Ses qualités d’animateur permettent alors à Bill Plympton de recevoir une proposition du studio Disney pour superviser l’animation du Génie dans Aladdin, un personnage au goût prononcé pour la transformation. Loin de céder aux sirènes du grand studio d’animation traditionnelle qui le faisait rêver gamin et qui connaît une véritable renaissance artistique, Plympton refuse l’offre à six chiffres qui lui est faite. Silly, isn’t it ? serait-on tenté de commenter. Mais plus que tout, ce que désire Plympton c’est garder le contrôle total sur ses idées – et cette indépendance farouche a un coût, qu’il assume avec endurance depuis quarante ans. Il a réalisé une cinquantaine de courts métrages, des clips et des publicités, et huit longs métrages, en les produisant lui-même – et étant la plupart du temps le seul animateur du projet. De l’image mentale à l’œuvre finale, il n’y a qu’un geste (ou presque), et c’est le sien.
Cette radicalité lui a permis de réaliser deux longs métrages mêlant le sexe et la violence, creusant un peu plus le sillon de l’animation pour adultes dans lequel il s’est engagé depuis les années 1980. Avec leur univers absurde fait d’histoires d’amour exubérantes et de métaphores affutées sur les hommes qui nous gouvernent, L’Impitoyable lune de miel ! (1997) et Les Mutants de l’espace (2001) assoient sa réputation de cinéaste indépendant, et reçoivent plusieurs prix dans des festivals dont celui d’Annecy.
Au même moment, les grands studios se lancent dans les films en images de synthèse destinés à un public familial (Toy Story date de 1995). Encore quelques années et l’animation dite traditionnelle ne sera plus produite à Hollywood. A l’inverse, Plympton persiste et signe, avec son crayon et sa feuille, repoussant les limites de l’animation en dehors de l’industrie.

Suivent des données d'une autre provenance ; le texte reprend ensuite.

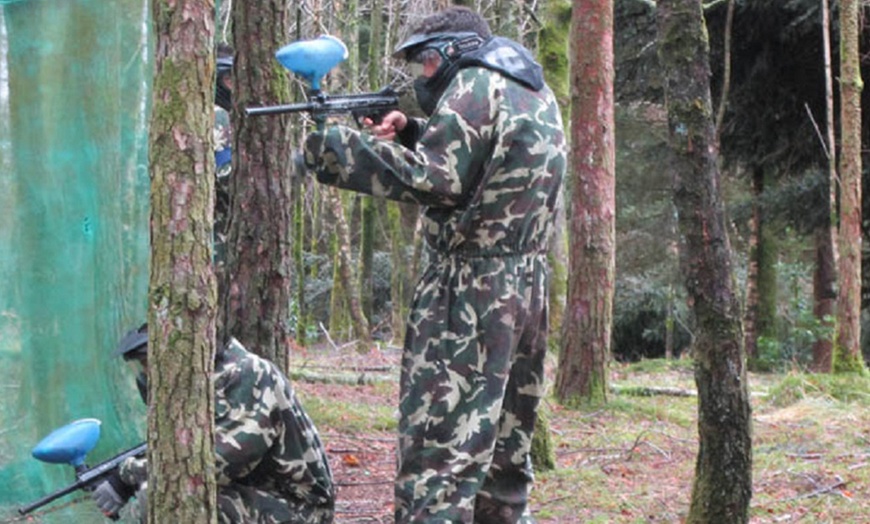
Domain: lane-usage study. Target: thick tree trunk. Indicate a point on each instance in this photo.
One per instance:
(723, 471)
(182, 485)
(588, 317)
(762, 282)
(257, 286)
(345, 279)
(847, 352)
(553, 55)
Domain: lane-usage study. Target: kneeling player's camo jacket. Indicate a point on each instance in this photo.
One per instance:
(268, 452)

Ses films sont distribués en France et dans quelques pays d’Europe mais pas aux Etats-Unis. A chaque problème sa solution : il parcourt lui-même le pays et le monde pour accompagner les projections, rencontrant au passage une communauté de fans toujours grandissante.

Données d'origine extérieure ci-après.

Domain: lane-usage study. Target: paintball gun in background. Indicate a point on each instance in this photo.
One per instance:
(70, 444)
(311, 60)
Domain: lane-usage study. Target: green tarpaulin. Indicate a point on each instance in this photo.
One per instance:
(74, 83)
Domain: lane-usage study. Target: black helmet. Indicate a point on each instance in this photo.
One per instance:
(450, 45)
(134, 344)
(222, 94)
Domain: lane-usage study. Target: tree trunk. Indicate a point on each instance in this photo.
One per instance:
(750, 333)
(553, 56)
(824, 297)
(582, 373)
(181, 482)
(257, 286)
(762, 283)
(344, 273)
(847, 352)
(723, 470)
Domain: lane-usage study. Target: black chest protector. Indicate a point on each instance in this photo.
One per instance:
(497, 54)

Mais son cinéma ne s’arrête en réalité pas aux salles obscures, foisonnant bien au-delà. A partir de 2016, il a par exemple réalisé une série de courtes vignettes animées en s’appuyant sur des extraits audios de déclarations délirantes de Donald Trump. Trump Bites a été diffusée en ligne, frappant vite et fort. Ces formats courts lui permettent de commenter le monde et ses travers en temps réel, renouant avec la temporalité et l’humour du dessin de presse. Dans le même temps, Plympton continue d’écrire et de réaliser en dessin animé des longs métrages comme son dernier Duel à Monte-Carlo Del Norte, qui convoque le western, une histoire d’amour poétique et une satire d’Hollywood, dans un grand mélange des genres qu’affectionne le cinéaste et son public.